Machines can approach polygenic risk calculations using supervised modeling based on SNP data which involves training the pre-set learning algorithms to map relationships between individual sample genotype data and the associated disease. The machine can interpret patterns, form connections, and spin a complex web of SNP associations. Deep learning relies on a formulaic approach to genome wide associations to create patterns and neural networks that allow it to interpret relevant SNP data to predict inheritance and common traits. Optimal predictive power for the target disease or phenotype is achieved by mapping the pattern of the selective features. This also makes the data transmissible and statistically significant for other such studies. Machine learning isn’t perfect, but scientists have found that it is an excellent tool for confronting massive data sets. One such technique is called LayerWise Relevance Propagation.

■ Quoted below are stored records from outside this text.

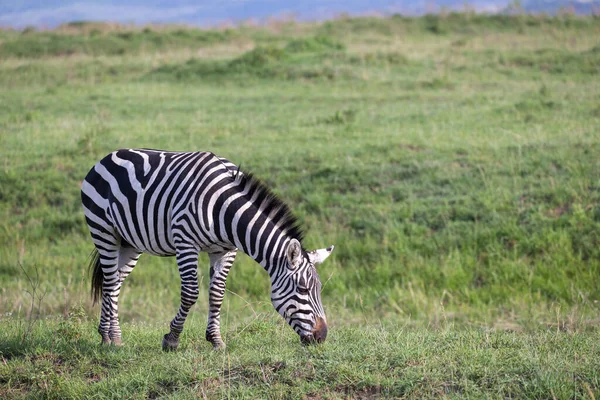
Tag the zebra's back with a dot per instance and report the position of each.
(142, 194)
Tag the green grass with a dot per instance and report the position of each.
(452, 160)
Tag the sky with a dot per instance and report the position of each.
(49, 13)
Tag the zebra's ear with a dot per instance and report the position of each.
(294, 251)
(316, 257)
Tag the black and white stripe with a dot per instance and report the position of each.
(181, 203)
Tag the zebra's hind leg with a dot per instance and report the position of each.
(220, 264)
(128, 257)
(187, 261)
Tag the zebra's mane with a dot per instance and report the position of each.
(270, 204)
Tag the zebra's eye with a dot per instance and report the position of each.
(302, 290)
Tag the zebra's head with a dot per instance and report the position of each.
(296, 292)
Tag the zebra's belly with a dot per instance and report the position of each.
(142, 233)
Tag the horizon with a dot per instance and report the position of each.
(50, 14)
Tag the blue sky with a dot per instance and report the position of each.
(48, 13)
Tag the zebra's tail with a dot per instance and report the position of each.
(97, 275)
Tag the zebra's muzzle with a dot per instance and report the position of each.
(318, 335)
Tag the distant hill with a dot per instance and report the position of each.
(49, 13)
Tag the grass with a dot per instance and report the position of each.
(451, 159)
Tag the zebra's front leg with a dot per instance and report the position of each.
(187, 261)
(220, 264)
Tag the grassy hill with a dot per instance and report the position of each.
(452, 160)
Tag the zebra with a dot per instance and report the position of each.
(180, 204)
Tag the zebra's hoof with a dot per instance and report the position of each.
(218, 345)
(169, 344)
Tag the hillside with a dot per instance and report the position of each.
(451, 159)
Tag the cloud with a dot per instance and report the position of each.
(95, 12)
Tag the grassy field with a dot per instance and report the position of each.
(452, 160)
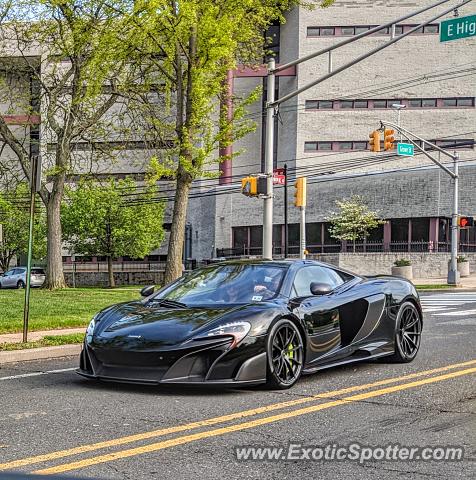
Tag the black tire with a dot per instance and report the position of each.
(285, 352)
(407, 334)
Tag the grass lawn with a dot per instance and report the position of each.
(46, 341)
(68, 308)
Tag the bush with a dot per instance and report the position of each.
(402, 262)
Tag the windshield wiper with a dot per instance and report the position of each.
(165, 302)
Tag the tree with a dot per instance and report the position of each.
(101, 219)
(69, 57)
(189, 46)
(14, 222)
(353, 221)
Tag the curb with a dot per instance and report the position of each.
(39, 353)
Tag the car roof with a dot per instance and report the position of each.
(285, 262)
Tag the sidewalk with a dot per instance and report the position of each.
(467, 283)
(32, 336)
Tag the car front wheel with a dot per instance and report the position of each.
(408, 334)
(285, 351)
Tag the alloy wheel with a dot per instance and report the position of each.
(409, 331)
(287, 353)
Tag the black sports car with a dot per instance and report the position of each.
(254, 321)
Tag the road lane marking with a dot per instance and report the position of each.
(216, 420)
(37, 374)
(154, 447)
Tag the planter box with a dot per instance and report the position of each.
(463, 268)
(405, 272)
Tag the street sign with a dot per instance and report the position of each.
(461, 27)
(405, 149)
(278, 176)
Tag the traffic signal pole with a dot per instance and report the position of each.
(272, 104)
(453, 274)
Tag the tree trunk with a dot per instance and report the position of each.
(54, 269)
(110, 273)
(177, 232)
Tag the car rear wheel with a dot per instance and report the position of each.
(408, 334)
(285, 351)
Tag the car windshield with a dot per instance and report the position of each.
(226, 284)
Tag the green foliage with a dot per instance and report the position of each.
(402, 262)
(354, 220)
(46, 341)
(52, 310)
(15, 221)
(108, 219)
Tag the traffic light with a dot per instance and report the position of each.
(388, 139)
(249, 186)
(300, 194)
(374, 142)
(465, 222)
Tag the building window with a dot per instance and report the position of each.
(432, 28)
(449, 102)
(313, 31)
(415, 103)
(345, 145)
(465, 102)
(326, 104)
(346, 104)
(428, 102)
(327, 31)
(350, 30)
(460, 102)
(310, 146)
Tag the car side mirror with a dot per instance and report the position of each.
(318, 288)
(147, 291)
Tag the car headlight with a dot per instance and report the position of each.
(238, 330)
(90, 330)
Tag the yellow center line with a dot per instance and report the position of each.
(154, 447)
(221, 419)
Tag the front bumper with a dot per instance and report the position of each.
(207, 363)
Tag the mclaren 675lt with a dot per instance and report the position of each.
(253, 321)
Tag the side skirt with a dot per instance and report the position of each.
(344, 361)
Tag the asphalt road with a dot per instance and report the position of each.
(58, 422)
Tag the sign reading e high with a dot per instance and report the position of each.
(461, 27)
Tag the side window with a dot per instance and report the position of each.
(332, 277)
(307, 275)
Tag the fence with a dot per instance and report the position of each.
(350, 247)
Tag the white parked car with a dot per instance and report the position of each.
(16, 277)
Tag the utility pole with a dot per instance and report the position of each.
(286, 238)
(272, 104)
(35, 183)
(302, 233)
(453, 274)
(268, 165)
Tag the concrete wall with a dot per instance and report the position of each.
(425, 265)
(100, 279)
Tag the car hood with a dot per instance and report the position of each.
(159, 326)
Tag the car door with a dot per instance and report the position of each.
(320, 314)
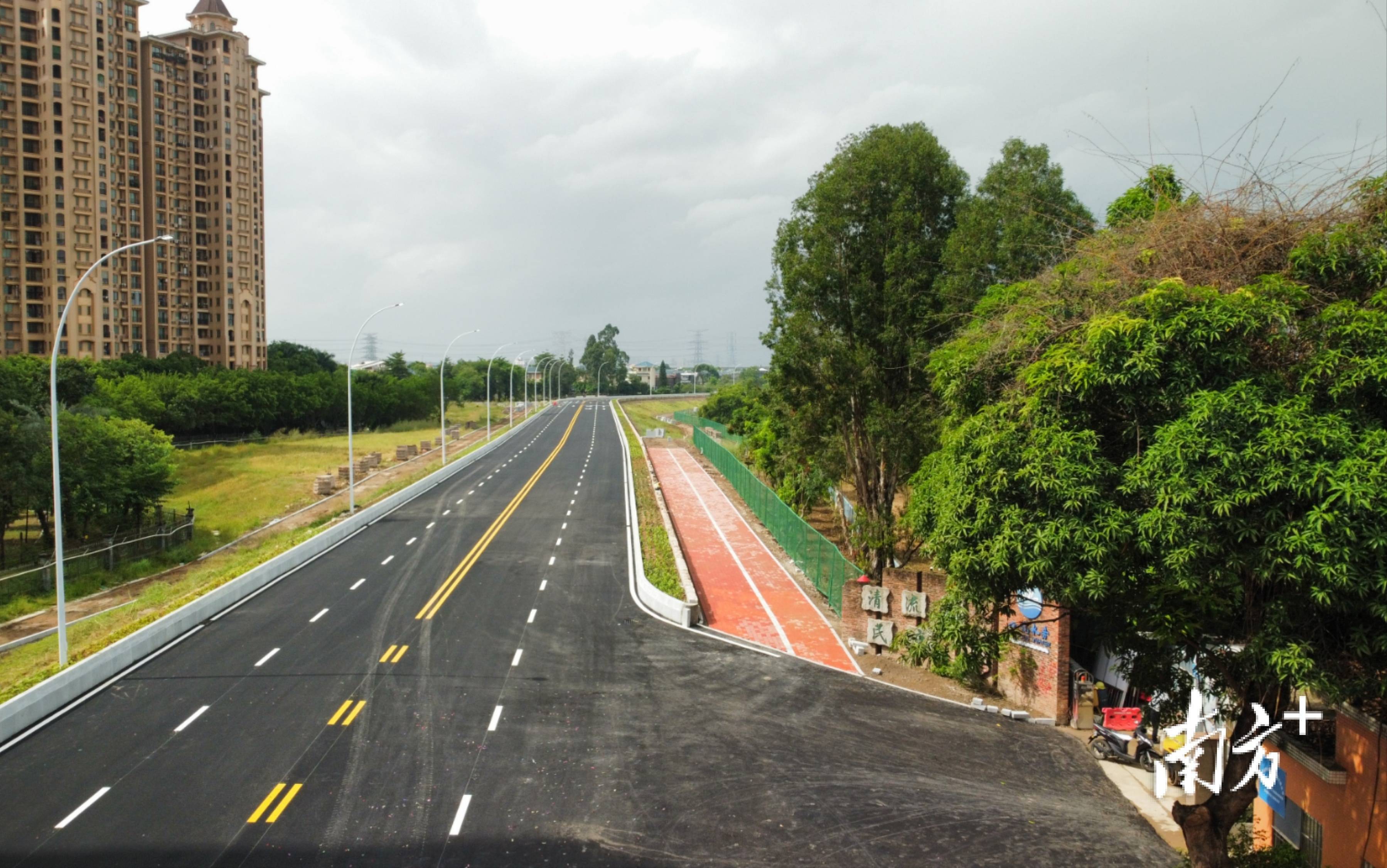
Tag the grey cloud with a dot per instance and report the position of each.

Layer Wise Relevance Propagation (LRP) is the best way to interpret the decisions made by complicated algorithms regarding heritability and predicted phenotype. For a machine learning model to be able to interpret data and generalize accurately, LRP can be used to ensure that its decisions are substantiated by relevant input data samples. Thus far, LRP has been widely utilized to explain convolution neural networks. Very often, it is able to explain its decisions by signifying which input features are relevant to its prediction, and how they compare to the entire data set. LRP in the future will potentially be expanded to non-euclidean domains as well to display mechanisms of molecular interactions. When applied to SNP associations, LRP has immense potential for providing a universal baseline for understanding gene inheritance and how to prevent or detect the inheritance of particular phenotypes and diseases. The genome-wide associations provide massive data sets for machine learning, and LRP functions as an extremely coherent way to understand deep learning predictions and reasoning.
Artificial intelligence and machine learning are at their core, tools to help perfect the scientific method, and allow for massive strides in genetics research and practice. They are extremely promising for the future of disease prevention, and post far reaching implications for the development of a safer, more educated world.